19 de setembro de 2010

PELAS VEREDAS DO INCONSCIENTE: SOB O SIGNO DE DESEJO

  
Poderia começar este artigo, indagando, ao meu caro leitor ou leitora, sobre o seu desejo mais recôndito, ou, talvez, revelar para o mundo inteiro os meus verdadeiros desejos. Aliás, há desejos que podem / devem ser ditos, e outros que devem / podem ser ocultados; como também há muitos que devem / podem ser revelados, e outros que jamais devem / podem ser conhecidos. Não é mesmo?
Você já se perguntou quantas vezes desejou alguma coisa, e, por alguma razão, não alcançou êxito em seu intento? Já pensou, por exemplo, em ter sido o objeto do desejo de alguém e não o sujeito desta fabulosa ação? Pois bem, meu caro leitor, quantas vezes você já conjugou o verbo desejar em sua vida? Pode parecer estranho para você tal indagação, ou melhor, estranhíssimo! Eu desejo, tu desejas, ele deseja, nós desejamos e os elos se desencadeiam infinitamente. 
Desejo não se conjuga. Desejo é. E, por ser o fenômeno que envolve o universo desiderático, (desejo vem do verbo desiderare, do Latim), quando desejamos algo em nossas vidas, estamos, efetivamente, plenificando o nosso Ser de forma audaciosa, completa e impositiva. Logo, quem deseja é em toda a sua essência. A força motriz da ação de desejar alguma coisa ou alguém está na capacidade individual de cada um de ser. De ser para si, de ser para o outro, de ser para o mundo, e de ser, de forma transcendental, para as esferas mais altaneiras deste universo que se nos apresenta de forma misteriosa, envolvente saborosa; e provocando, em última análise, em todos nós, a incômoda angústia que nos lança no abismo de nossos próprios corpos.
Desejar é estar nos astros. É literalmente estar com os astros. Desta forma, portanto, estamos em pleno estado de con-sidera-ção. Considerar é estar no firmamento, compartilhando a luz que transborda dos astros, quer estejam suspensos, como luminares permanentes, quer estejam em queda livre, de forma espetacular sobre a terra viva, na condição empoeirada que nos recolhe(rá) num futuro prestes ao congelamento infalível. Em outras palavras, sob a força inercial da Morte.
Ora, se a relação do desejo funda a condição do ser que se move por todos os lados na realidade, na qual estamos inseridos, desde o gesto mais simples até o olhar mais insinuante, que podemos lançar sobre aquilo que desejamos (queremos) tragar para as nossas entranhas, a questão do ser se pauta na medida deste desejo em vias de realização ou não.

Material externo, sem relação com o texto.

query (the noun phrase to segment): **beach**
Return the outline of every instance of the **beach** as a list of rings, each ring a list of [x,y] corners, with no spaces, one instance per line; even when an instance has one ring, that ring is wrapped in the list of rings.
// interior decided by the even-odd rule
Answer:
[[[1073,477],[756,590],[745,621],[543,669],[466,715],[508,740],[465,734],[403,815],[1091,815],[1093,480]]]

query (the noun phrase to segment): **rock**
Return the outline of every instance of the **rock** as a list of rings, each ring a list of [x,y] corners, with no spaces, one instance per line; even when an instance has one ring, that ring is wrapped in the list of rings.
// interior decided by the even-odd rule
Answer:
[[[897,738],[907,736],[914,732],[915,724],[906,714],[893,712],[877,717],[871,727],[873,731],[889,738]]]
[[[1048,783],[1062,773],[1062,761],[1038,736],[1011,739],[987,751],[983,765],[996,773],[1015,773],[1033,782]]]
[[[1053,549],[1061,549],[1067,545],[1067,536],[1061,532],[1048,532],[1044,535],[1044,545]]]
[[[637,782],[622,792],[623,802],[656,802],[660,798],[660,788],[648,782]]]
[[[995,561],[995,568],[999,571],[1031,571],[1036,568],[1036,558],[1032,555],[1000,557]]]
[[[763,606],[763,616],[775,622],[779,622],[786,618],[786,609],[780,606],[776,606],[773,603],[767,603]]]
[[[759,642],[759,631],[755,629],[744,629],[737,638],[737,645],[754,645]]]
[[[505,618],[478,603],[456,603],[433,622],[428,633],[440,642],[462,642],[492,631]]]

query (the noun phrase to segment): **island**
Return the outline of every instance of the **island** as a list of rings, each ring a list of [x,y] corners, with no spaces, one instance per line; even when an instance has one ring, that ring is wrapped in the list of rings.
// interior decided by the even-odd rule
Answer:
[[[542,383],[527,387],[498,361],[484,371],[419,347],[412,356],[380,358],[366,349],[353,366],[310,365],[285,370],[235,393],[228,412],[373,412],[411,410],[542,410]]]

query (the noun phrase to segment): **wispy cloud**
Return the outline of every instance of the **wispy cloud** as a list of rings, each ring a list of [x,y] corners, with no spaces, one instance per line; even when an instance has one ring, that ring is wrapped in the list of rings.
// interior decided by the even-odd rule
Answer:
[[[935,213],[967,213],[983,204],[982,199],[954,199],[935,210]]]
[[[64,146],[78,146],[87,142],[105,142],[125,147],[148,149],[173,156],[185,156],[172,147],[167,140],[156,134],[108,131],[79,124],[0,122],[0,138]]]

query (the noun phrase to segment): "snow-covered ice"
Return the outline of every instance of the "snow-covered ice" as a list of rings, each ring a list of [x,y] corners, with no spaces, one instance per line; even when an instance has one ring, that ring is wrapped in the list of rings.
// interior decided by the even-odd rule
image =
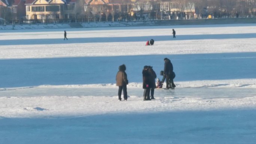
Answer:
[[[0,143],[255,144],[256,40],[256,24],[0,31]],[[143,101],[165,57],[177,87]]]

Desejar implica ser, desde que o ser atinja o seu objetivo nuclear: a completude. A completude não se dá de forma aleatória, insana e desgovernada. Esta noção equivocada de muitos críticos da filosofia desconsiderou a idéia libertária e totalizante do pensamento existencial defendida por Martin Heidegger.
A completude, em instância final, é a marca universal do ser que só se dá sendo. Aqui, caríssimo leitor, o óbvio é mais do que necessário. Por quê? Porque a experiência do fenômeno, em seu acontecimento factível na realidade - o mundo que nos cerca, propriamente dito - e aquele que estabelecemos como referência prima são, com efeito, a tradução mais fidedigna do que somos, sob todos os ângulos. E o desejo como ação, como objeto, como projeto, e, sobretudo, como realização, é a linha que arremata o tecido de nossas vestes existenciais.

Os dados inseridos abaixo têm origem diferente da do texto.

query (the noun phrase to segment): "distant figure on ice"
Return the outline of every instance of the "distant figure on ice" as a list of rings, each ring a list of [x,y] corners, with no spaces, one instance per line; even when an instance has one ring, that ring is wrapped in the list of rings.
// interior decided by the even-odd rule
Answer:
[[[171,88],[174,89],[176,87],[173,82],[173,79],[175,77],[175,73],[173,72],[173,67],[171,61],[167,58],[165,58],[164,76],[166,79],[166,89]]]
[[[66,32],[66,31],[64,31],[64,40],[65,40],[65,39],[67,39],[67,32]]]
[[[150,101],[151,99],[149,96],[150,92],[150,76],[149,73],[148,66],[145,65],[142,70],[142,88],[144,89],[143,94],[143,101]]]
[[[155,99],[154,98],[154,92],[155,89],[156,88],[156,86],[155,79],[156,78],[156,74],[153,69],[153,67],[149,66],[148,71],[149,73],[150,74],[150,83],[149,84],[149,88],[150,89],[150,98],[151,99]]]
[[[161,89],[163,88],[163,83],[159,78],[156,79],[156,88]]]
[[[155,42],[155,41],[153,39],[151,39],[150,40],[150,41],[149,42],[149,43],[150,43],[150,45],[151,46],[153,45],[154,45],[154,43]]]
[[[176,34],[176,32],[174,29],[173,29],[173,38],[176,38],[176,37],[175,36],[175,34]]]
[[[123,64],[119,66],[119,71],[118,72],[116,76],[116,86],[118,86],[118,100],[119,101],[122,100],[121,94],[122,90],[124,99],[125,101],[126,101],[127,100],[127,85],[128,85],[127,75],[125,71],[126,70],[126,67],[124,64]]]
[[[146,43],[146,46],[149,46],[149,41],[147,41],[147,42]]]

Desejar, portanto, parece confundir-se com Ser; ou Ser apresenta-se na condição do estado não conclusivo do Desejar. Como desejar sem ser? Como ser sem desejar? Ou, como desejar, apenas, obliterando, reduzindo ou desconhecendo o ser? Ou, para terminar as nossas indagações, como ser, de forma libertária, sem ao menos desejar? Tais questões, que descambam para as variáveis (im)previsíveis do que se entende por matéria “desordenada”, no nosso inconsciente, são verdadeiros arcaísmos na história da humanidade, desde que se descobriu que o Homem não é o ser dos instintos, como preconizaram os evolucionistas no século XIX, mas o representante singular do cogito; ou para ser mais objetivo, caro leitor, o ser pensante.

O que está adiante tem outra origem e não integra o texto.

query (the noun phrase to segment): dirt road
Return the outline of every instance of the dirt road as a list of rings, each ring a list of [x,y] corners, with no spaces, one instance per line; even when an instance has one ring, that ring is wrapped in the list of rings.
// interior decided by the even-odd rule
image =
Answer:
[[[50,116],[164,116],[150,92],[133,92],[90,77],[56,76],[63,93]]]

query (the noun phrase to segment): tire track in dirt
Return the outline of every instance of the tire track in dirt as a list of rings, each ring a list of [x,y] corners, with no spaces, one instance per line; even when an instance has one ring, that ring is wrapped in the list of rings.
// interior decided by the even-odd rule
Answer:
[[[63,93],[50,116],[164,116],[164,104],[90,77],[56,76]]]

Neste sentido, estabeleço um ponto nevrálgico nesta discussão: a tarefa do pensamento une o Ser ao Desejo e vice-versa. Caro leitor, por quê? Por que é através da ação efetiva do pensamento é que transformamos o que temos de mais essencial – o (nosso) ser em (sua) plenitude individual – em desejo; às vezes, absoluto, às vezes, relativo. Ao desejarmos algo externo a nós, somos; ou somos quando expressamos aquilo que desejamos. A relação bilateral, portanto, se sustenta pela atividade contínua do pensamento, que, em última análise, nos eleva, acima da cena natural, e nos conduz para o patamar do ser dos contrários, que somos, e que nos marca como a única espécie errante no planeta; ou seja, para o ser cultural que somos, fundados num desejo que nos torna seres angustiados, e movidos por uma força estranha que surge quando confrontamos, inexoravelmente, a Alteridade.
Destarte, cumpre-me afirmar que o Desejo (Wunsch) (nos) impõe a circularidade do Ser, a sua imanência, a sua transcendência, a sua fenomenologia e a sua organicidade. O Ser é a variável mais provável que determina a peregrinação à qual nos lançamos numa roda viva e infinita, e que nos torna refém de êxodos eternos e de desertos circulares, ainda que nossos projetos se definam pelo auto-expatriamento do si e não pelo sitiamento da entidade subjetiva.
E o primado do Desejo continua... E viva o Ser das pulsões!